Mar 26, 2018 11:22 Asia/Jakarta

Hari ini, Ahad tanggal 25 Maret 2018 yang bertepatan dengan penanggalan Islam 7 Rajab 1439 Hijriah Qamariah. Sementara menurut kalender nasional Iran, hari ini tanggal 5 Farvardin 1397 Hijriah Syamsiah. Berikut ini peristiwa bersejarah yang terjadi di hari ini di tahun-tahun yang lampau.

Ibnu Tarara Lahir

1134 tahun yang lalu, tanggal 7 Rajab 305 HQ, Ibnu Tarara, seorang ahli hadis dan sastrawan muslim asal Irak, terlahir ke dunia.

Ilmuwan muslim ini menulis banyak karya di bidang fiqih, namun tidak satupun yang bisa ditemukan. Karya Ibnu Tarara lainnya adalah di bidang sastra, yaitu berjudul "Al-Jaliis As-Shaalih Al-Kaafi wal Aniis An-Naasih Asy-Syaafi".

Buku sebanyak seratus jilid ini sebagiannya dimulai dengan hadis Nabi, lalu dilanjutkan dengan penjelasan atas hadis tersebut, dan kemudian diisi dengan hikayat dan syair-syair yang sesuai dengan hadis tersebut. Ibnu Tarara meninggal dunia pada tahun 390 Hijriah.

Sejarah

Dimulainya Penarikan Pasukan Rusia dari Iran

72 tahun yang lalu, tanggal 5 Farvardin 1325 HS, dimulainya penarikan pasukan Rusia dari Iran.

Dalam Perang Dunia II, Iran diduduki oleh pasukan Sekutu dan setelah berakhirnya perang, pasukan Sekutu masih tetap bercokol di Iran.

Setelah beberapa waktu dicapai kesepakatan agar pasukan Sekutu keluar dari Iran dan meninggalkan negara ini. Tapi Rusia tetap tidak ingin keluar dari Iran, sekalipun mereka termasuk penandatangan kesepakatan itu.

Oleh karenanya, pemerintah Iran mengadu pada Persatuan Bangsa Bangsa (PBB) dan menuntut penarikan mundur pasukan asing dari negaranya. Usaha ini pada akhirnya berhasil dan pasukan Rusia pada 5 Farvardin 1325 Hs (25 Maret 1946) meninggalkan Iran menuju negaranya.

pasukan Rusia

Pembunuhan Raja Faisal dari Arab Saudi

43 tahun yang lalu, tanggal 25 Maret 1975, Raja Arab Saudi, Faisal bin Abdul-Aziz Al Saud, tewas setelah ditembak keponakannya, Pangeran Faisal Ibnu Musaed, di Ibukota Riyadh.

Transfusi darah dan pemompaan jantung yang dilakukan tim dokter gagal menyelamatkan nyawa Raja Faisal. Raja Faisal terluka parah ketika Pangeran Musaed menembakkan tiga peluru dari jarak dekat dalam suatu audiensi kerajaan.
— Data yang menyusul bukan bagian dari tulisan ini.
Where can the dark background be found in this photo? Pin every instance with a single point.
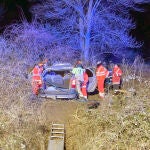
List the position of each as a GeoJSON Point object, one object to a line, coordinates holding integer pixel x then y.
{"type": "Point", "coordinates": [13, 9]}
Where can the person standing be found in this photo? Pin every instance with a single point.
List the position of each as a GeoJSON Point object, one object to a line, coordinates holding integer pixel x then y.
{"type": "Point", "coordinates": [101, 74]}
{"type": "Point", "coordinates": [78, 72]}
{"type": "Point", "coordinates": [36, 78]}
{"type": "Point", "coordinates": [85, 84]}
{"type": "Point", "coordinates": [116, 77]}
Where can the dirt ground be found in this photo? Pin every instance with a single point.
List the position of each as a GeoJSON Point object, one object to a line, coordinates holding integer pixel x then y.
{"type": "Point", "coordinates": [59, 111]}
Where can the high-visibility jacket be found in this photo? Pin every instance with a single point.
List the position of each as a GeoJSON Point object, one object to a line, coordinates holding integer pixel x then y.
{"type": "Point", "coordinates": [84, 85]}
{"type": "Point", "coordinates": [101, 74]}
{"type": "Point", "coordinates": [116, 76]}
{"type": "Point", "coordinates": [36, 79]}
{"type": "Point", "coordinates": [78, 72]}
{"type": "Point", "coordinates": [36, 73]}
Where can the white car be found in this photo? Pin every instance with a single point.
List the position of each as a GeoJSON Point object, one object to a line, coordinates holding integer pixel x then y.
{"type": "Point", "coordinates": [57, 81]}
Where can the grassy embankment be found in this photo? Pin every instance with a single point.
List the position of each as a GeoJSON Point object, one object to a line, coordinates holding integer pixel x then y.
{"type": "Point", "coordinates": [120, 122]}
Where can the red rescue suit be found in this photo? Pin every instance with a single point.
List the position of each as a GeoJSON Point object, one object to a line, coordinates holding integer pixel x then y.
{"type": "Point", "coordinates": [36, 79]}
{"type": "Point", "coordinates": [117, 73]}
{"type": "Point", "coordinates": [101, 74]}
{"type": "Point", "coordinates": [84, 85]}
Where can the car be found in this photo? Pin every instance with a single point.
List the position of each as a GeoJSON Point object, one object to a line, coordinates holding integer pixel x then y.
{"type": "Point", "coordinates": [57, 82]}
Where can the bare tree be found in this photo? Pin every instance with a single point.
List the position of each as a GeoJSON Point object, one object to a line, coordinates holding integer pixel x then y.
{"type": "Point", "coordinates": [90, 25]}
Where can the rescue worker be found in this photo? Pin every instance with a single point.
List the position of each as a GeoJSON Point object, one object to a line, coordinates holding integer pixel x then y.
{"type": "Point", "coordinates": [36, 78]}
{"type": "Point", "coordinates": [101, 74]}
{"type": "Point", "coordinates": [85, 84]}
{"type": "Point", "coordinates": [78, 74]}
{"type": "Point", "coordinates": [116, 77]}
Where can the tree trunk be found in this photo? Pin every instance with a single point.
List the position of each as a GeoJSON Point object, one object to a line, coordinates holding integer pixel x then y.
{"type": "Point", "coordinates": [85, 33]}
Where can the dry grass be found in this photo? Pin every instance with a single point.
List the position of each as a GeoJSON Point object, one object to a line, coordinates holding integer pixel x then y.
{"type": "Point", "coordinates": [122, 124]}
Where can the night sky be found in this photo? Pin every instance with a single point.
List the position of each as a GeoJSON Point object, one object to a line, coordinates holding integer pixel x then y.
{"type": "Point", "coordinates": [142, 32]}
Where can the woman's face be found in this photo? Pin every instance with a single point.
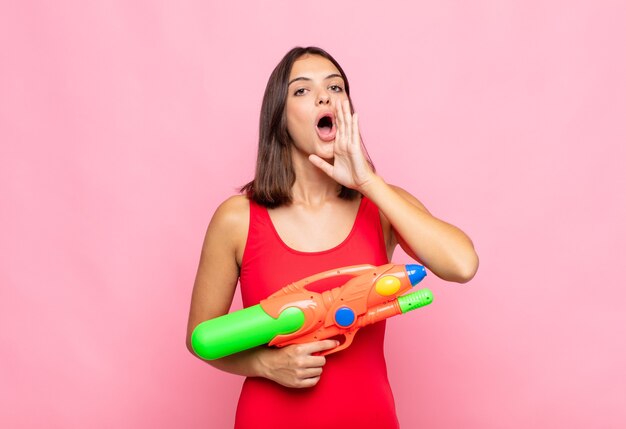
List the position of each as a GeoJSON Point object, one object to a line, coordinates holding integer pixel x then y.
{"type": "Point", "coordinates": [314, 85]}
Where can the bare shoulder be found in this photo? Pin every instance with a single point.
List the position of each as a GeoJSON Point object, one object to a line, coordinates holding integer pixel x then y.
{"type": "Point", "coordinates": [234, 212]}
{"type": "Point", "coordinates": [228, 228]}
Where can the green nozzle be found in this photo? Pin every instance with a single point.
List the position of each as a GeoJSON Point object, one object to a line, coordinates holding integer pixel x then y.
{"type": "Point", "coordinates": [414, 300]}
{"type": "Point", "coordinates": [242, 330]}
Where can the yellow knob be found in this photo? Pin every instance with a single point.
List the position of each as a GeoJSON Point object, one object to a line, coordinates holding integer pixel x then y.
{"type": "Point", "coordinates": [388, 285]}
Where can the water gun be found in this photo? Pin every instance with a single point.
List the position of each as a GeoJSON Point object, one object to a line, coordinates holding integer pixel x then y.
{"type": "Point", "coordinates": [295, 315]}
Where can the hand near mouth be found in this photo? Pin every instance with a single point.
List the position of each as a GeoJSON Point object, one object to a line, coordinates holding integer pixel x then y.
{"type": "Point", "coordinates": [350, 166]}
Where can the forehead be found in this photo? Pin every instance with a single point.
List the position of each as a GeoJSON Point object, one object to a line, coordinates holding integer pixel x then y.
{"type": "Point", "coordinates": [312, 66]}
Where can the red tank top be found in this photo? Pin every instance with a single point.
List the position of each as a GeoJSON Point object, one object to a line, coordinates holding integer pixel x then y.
{"type": "Point", "coordinates": [353, 391]}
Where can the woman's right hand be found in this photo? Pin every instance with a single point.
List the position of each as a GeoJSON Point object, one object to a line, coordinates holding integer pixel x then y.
{"type": "Point", "coordinates": [295, 365]}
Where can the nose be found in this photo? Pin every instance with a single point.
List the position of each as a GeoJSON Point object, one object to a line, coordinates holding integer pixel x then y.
{"type": "Point", "coordinates": [323, 98]}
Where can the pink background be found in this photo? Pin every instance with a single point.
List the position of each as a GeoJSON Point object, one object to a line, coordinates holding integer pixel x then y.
{"type": "Point", "coordinates": [124, 124]}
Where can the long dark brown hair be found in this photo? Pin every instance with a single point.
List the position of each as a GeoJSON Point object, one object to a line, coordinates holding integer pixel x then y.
{"type": "Point", "coordinates": [274, 176]}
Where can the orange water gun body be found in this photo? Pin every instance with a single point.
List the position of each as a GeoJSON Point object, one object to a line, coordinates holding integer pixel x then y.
{"type": "Point", "coordinates": [295, 315]}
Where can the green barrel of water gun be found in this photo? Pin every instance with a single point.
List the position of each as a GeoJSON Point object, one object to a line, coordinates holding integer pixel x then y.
{"type": "Point", "coordinates": [414, 300]}
{"type": "Point", "coordinates": [242, 330]}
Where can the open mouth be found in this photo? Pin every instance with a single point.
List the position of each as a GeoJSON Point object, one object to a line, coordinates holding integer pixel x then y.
{"type": "Point", "coordinates": [325, 128]}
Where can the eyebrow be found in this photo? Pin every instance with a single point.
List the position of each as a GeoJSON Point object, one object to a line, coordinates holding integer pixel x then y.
{"type": "Point", "coordinates": [330, 76]}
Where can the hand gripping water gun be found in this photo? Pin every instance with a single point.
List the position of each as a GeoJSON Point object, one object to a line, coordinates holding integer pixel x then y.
{"type": "Point", "coordinates": [295, 315]}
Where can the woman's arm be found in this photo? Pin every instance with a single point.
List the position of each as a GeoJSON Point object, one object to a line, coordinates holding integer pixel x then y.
{"type": "Point", "coordinates": [446, 250]}
{"type": "Point", "coordinates": [441, 247]}
{"type": "Point", "coordinates": [213, 291]}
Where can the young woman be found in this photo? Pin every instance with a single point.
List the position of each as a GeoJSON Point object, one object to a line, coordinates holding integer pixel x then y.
{"type": "Point", "coordinates": [315, 204]}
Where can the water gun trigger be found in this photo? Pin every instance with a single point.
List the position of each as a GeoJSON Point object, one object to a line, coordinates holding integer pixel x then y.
{"type": "Point", "coordinates": [347, 340]}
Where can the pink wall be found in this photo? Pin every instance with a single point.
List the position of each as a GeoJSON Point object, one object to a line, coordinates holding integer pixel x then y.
{"type": "Point", "coordinates": [124, 124]}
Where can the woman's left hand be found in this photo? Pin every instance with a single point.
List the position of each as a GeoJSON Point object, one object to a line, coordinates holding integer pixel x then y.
{"type": "Point", "coordinates": [350, 166]}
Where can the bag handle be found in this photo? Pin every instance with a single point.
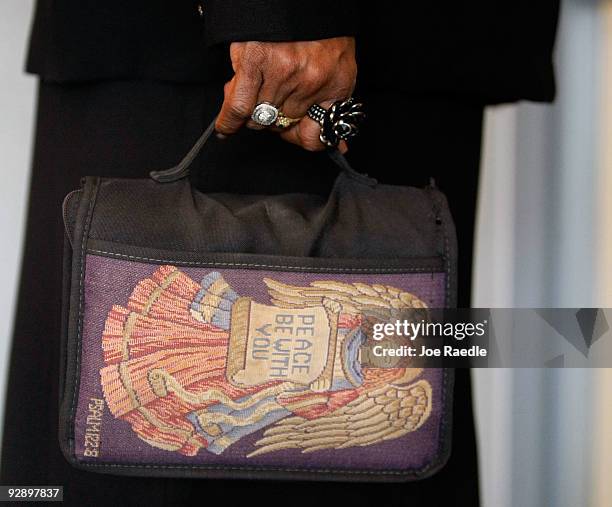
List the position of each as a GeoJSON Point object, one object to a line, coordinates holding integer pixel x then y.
{"type": "Point", "coordinates": [181, 170]}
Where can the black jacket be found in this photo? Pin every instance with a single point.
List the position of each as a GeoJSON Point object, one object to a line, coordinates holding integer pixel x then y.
{"type": "Point", "coordinates": [490, 50]}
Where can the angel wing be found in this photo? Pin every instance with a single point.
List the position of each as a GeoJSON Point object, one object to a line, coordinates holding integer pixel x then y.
{"type": "Point", "coordinates": [383, 302]}
{"type": "Point", "coordinates": [377, 415]}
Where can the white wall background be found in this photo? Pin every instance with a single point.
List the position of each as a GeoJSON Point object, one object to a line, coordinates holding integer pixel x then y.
{"type": "Point", "coordinates": [544, 239]}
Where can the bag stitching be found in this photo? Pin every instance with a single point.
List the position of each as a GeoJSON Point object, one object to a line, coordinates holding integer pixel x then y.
{"type": "Point", "coordinates": [255, 265]}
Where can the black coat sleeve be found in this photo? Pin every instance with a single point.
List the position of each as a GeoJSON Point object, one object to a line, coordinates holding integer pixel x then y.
{"type": "Point", "coordinates": [278, 20]}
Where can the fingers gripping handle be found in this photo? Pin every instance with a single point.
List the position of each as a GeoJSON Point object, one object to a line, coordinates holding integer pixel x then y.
{"type": "Point", "coordinates": [181, 170]}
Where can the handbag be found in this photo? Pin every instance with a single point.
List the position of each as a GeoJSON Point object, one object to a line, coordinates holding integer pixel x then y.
{"type": "Point", "coordinates": [219, 335]}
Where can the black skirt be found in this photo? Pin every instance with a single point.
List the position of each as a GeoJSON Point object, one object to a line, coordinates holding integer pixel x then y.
{"type": "Point", "coordinates": [128, 128]}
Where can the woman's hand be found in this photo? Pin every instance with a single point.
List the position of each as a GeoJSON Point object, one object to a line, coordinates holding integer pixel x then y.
{"type": "Point", "coordinates": [292, 76]}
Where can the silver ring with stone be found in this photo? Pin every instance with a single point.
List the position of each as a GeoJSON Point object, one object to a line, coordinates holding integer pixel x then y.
{"type": "Point", "coordinates": [267, 114]}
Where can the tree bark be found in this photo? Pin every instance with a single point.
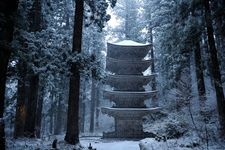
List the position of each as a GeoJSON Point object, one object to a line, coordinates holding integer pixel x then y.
{"type": "Point", "coordinates": [39, 108]}
{"type": "Point", "coordinates": [199, 74]}
{"type": "Point", "coordinates": [72, 132]}
{"type": "Point", "coordinates": [7, 11]}
{"type": "Point", "coordinates": [93, 105]}
{"type": "Point", "coordinates": [21, 100]}
{"type": "Point", "coordinates": [215, 69]}
{"type": "Point", "coordinates": [29, 129]}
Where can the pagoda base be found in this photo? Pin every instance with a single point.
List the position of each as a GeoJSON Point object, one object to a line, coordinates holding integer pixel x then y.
{"type": "Point", "coordinates": [130, 135]}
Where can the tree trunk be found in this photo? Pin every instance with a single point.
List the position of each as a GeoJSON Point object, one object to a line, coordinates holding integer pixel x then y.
{"type": "Point", "coordinates": [39, 108]}
{"type": "Point", "coordinates": [21, 100]}
{"type": "Point", "coordinates": [199, 74]}
{"type": "Point", "coordinates": [72, 132]}
{"type": "Point", "coordinates": [93, 100]}
{"type": "Point", "coordinates": [29, 129]}
{"type": "Point", "coordinates": [215, 69]}
{"type": "Point", "coordinates": [154, 98]}
{"type": "Point", "coordinates": [97, 105]}
{"type": "Point", "coordinates": [7, 11]}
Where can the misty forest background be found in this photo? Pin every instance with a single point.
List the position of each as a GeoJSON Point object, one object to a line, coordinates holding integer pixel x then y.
{"type": "Point", "coordinates": [52, 57]}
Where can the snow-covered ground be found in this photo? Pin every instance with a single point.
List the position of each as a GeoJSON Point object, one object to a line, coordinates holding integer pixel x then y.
{"type": "Point", "coordinates": [112, 144]}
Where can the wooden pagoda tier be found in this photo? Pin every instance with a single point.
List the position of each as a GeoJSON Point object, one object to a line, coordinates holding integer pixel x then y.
{"type": "Point", "coordinates": [127, 67]}
{"type": "Point", "coordinates": [128, 82]}
{"type": "Point", "coordinates": [130, 51]}
{"type": "Point", "coordinates": [129, 99]}
{"type": "Point", "coordinates": [128, 122]}
{"type": "Point", "coordinates": [125, 60]}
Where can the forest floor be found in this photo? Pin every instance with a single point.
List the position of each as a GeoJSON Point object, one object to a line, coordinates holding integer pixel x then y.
{"type": "Point", "coordinates": [103, 144]}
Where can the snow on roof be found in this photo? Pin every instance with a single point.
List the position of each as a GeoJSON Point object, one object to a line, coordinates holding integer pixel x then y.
{"type": "Point", "coordinates": [129, 43]}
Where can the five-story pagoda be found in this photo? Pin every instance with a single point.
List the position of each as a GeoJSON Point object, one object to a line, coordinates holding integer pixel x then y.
{"type": "Point", "coordinates": [126, 64]}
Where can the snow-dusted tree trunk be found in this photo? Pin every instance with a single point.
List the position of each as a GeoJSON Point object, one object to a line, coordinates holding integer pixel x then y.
{"type": "Point", "coordinates": [215, 69]}
{"type": "Point", "coordinates": [21, 110]}
{"type": "Point", "coordinates": [72, 132]}
{"type": "Point", "coordinates": [32, 103]}
{"type": "Point", "coordinates": [93, 104]}
{"type": "Point", "coordinates": [8, 9]}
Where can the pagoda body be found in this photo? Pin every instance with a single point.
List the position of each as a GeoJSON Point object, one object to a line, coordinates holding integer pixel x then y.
{"type": "Point", "coordinates": [126, 64]}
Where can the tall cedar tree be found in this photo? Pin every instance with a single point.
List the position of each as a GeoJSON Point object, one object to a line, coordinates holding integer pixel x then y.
{"type": "Point", "coordinates": [28, 111]}
{"type": "Point", "coordinates": [72, 132]}
{"type": "Point", "coordinates": [215, 69]}
{"type": "Point", "coordinates": [8, 9]}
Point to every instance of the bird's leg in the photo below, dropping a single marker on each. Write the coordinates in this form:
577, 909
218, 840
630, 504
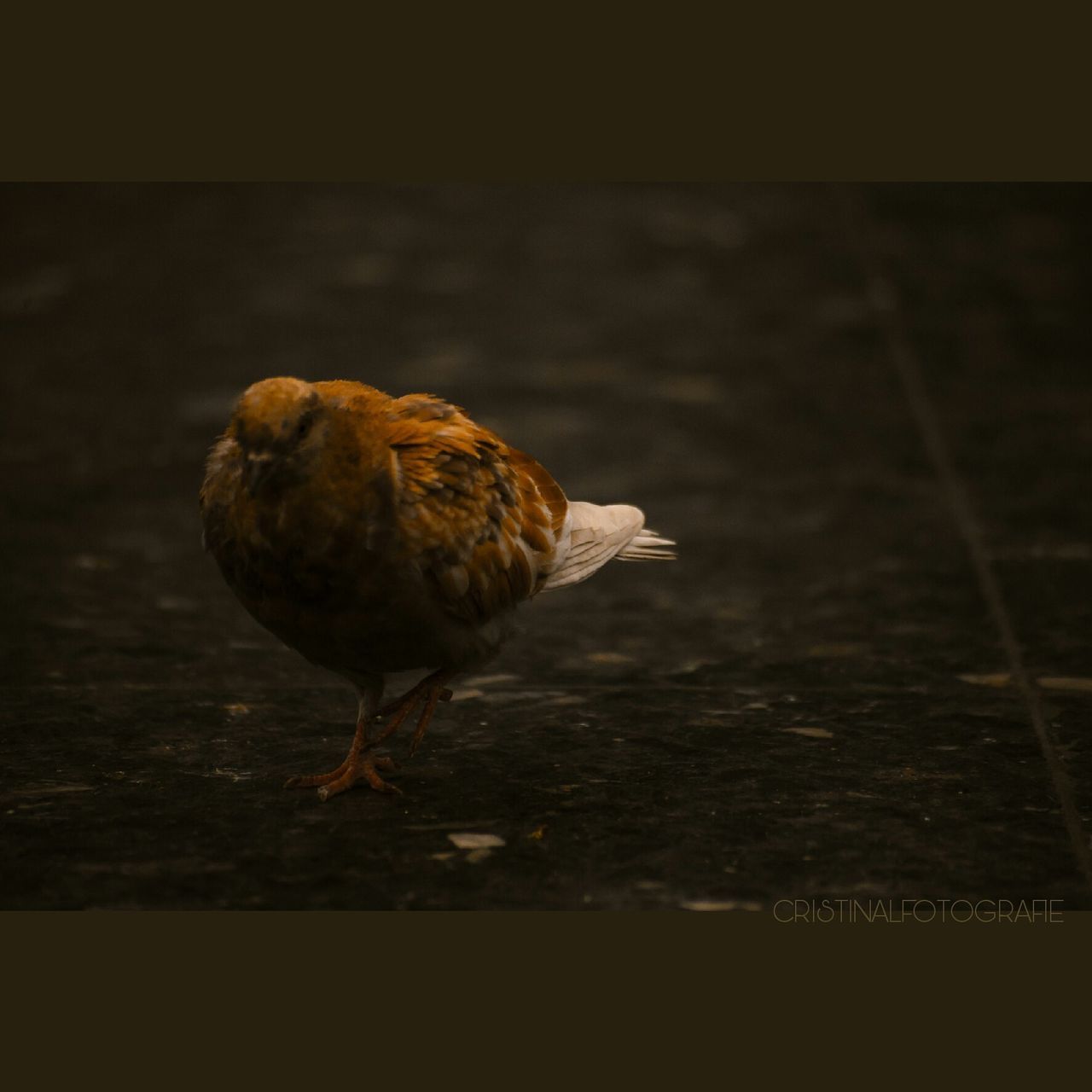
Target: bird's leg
433, 690
359, 763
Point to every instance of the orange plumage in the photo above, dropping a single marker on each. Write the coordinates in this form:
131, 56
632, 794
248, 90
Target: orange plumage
375, 534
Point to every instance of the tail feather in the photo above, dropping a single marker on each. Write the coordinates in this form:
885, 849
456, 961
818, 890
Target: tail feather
596, 533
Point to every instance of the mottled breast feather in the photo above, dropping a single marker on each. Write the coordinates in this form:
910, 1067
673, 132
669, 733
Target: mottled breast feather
482, 519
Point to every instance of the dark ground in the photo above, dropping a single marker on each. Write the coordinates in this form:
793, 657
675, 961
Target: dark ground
811, 702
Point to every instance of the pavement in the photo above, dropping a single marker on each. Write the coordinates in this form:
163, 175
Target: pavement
864, 413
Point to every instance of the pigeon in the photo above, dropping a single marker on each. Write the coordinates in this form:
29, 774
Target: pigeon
375, 534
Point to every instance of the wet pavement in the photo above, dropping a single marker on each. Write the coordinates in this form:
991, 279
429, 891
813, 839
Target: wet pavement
867, 676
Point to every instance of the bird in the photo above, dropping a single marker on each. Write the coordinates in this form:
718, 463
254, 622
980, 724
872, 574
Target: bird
377, 534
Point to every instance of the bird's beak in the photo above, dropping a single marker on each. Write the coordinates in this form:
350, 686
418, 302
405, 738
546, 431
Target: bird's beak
256, 470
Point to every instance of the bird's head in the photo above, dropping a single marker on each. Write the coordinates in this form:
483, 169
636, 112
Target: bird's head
280, 426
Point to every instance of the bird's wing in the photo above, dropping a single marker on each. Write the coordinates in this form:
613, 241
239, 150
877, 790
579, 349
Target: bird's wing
482, 519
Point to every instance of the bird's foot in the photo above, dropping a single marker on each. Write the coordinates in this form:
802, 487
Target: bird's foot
363, 764
432, 690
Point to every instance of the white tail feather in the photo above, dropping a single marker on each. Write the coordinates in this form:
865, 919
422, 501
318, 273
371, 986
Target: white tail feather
596, 533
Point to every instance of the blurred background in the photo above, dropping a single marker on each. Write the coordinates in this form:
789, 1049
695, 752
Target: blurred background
812, 701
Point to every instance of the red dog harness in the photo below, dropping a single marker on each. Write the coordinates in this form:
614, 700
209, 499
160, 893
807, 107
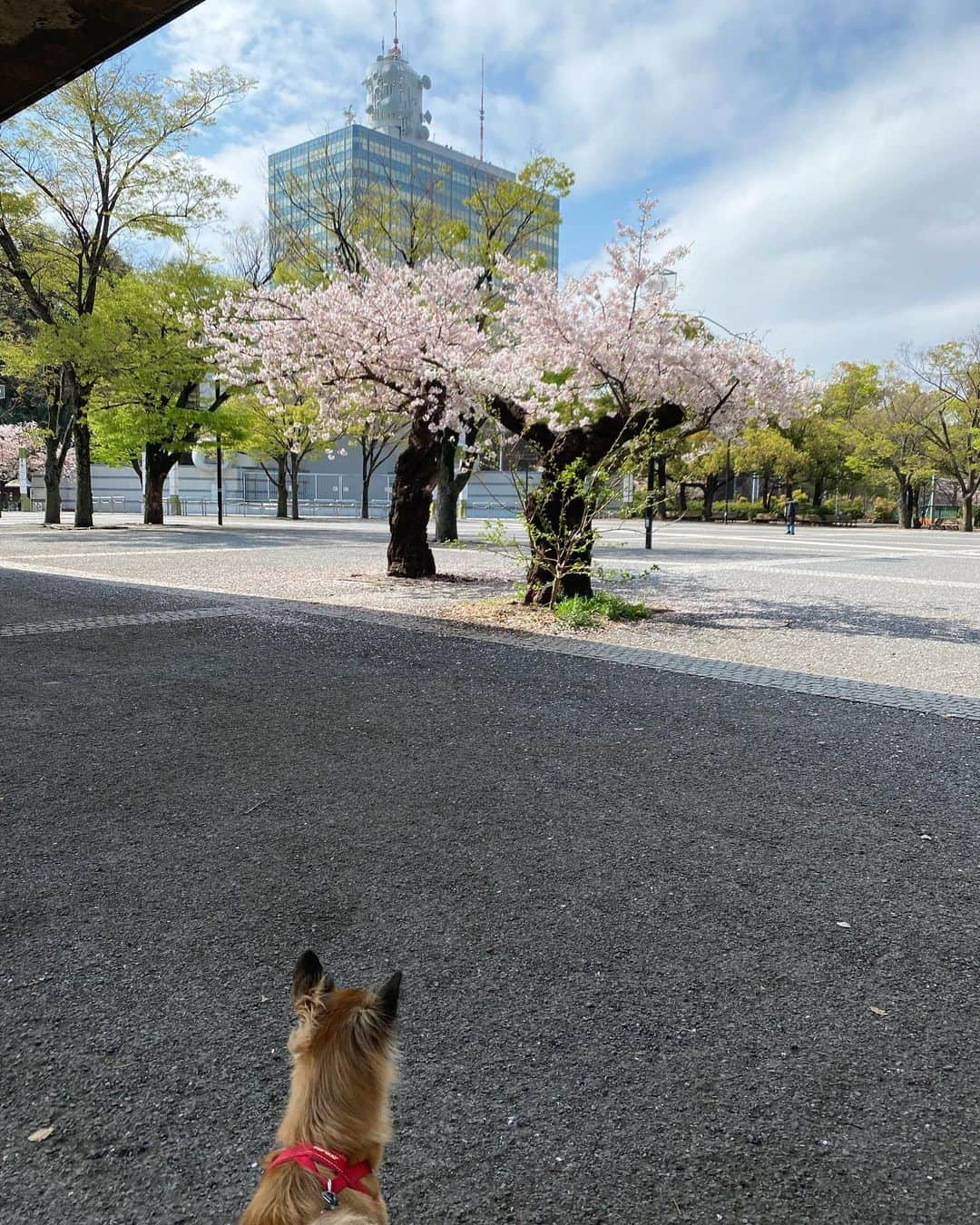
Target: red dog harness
314, 1158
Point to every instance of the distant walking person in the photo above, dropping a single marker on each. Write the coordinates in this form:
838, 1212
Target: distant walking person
790, 514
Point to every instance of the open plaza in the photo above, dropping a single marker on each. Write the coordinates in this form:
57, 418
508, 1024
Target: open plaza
701, 899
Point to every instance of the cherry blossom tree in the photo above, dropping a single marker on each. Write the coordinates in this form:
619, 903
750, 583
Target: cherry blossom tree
24, 437
407, 337
591, 367
580, 370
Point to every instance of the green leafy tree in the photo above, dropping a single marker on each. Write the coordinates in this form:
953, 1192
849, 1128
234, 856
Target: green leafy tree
151, 396
286, 434
98, 163
702, 465
952, 430
888, 435
765, 450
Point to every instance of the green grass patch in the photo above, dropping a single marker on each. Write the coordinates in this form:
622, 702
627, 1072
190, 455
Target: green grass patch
584, 612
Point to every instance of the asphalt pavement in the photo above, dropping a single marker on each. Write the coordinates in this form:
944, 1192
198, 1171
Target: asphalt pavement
672, 949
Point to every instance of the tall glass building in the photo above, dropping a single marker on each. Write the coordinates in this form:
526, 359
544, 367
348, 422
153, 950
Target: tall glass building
388, 184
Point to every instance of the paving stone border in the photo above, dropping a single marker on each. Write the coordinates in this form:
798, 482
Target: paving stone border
952, 706
921, 701
66, 625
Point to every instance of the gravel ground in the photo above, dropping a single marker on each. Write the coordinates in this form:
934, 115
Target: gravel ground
674, 951
881, 605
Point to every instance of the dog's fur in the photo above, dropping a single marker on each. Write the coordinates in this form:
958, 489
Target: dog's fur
343, 1067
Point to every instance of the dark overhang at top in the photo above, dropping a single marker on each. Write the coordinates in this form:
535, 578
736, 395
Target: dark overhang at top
45, 43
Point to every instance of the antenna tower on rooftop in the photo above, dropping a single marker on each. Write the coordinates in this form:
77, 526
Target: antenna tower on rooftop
482, 111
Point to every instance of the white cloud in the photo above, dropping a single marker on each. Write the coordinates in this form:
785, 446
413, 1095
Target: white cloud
855, 226
819, 158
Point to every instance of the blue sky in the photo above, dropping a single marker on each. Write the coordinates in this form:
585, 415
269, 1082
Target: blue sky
819, 158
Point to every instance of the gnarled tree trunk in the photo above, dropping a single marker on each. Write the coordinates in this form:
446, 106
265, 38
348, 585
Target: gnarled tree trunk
659, 487
452, 483
416, 475
904, 501
158, 465
710, 489
52, 480
560, 511
83, 512
560, 525
280, 489
294, 466
365, 483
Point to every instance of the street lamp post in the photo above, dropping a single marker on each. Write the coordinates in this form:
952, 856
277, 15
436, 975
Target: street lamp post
220, 486
667, 286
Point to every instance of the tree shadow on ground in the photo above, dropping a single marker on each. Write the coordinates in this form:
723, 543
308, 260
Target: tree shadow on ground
829, 616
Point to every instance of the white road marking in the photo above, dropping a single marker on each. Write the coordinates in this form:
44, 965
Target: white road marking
844, 545
846, 576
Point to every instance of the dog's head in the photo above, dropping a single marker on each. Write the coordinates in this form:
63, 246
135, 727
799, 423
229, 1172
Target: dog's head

Berdasarkan keterangan para saksi, sebelum menembak Pangeran Musaed menunggu kedatangan Raja Faisal di koridor sambil bercakap-cakap dengan sejumlah delegasi Kuwait. Saat bertemu, Raja Faisal membungkuk untuk mencium  keponakannya itu. Namun Pangeran Musaed menarik sebuah pistol keluar dan menembak pamannya dari bawah dagu dan di telinga.

Seorang pengawal langsung memukul Musaed dengan pedang. Saksi mengatakan melihat Menteri Minyak Sheikh Yamani meminta pengawal itu untuk tidak membunuh si pangeran.

Kemenakan raja itu lalu ditahan dan diinterogasi mengenai pembunuhan itu. Para dokter dan psikiatris sepakat bahwa Pangeran Musaed menderita ketidakseimbangan mental.

Setelah upaya pembunuhan itu, Ibukota Riyadh ditutup selama tiga hari sebagai tanda duka cita. Saudara Raja Faisal, Khalid, ditunjuk keluarga kerajaan sebagai pengganti.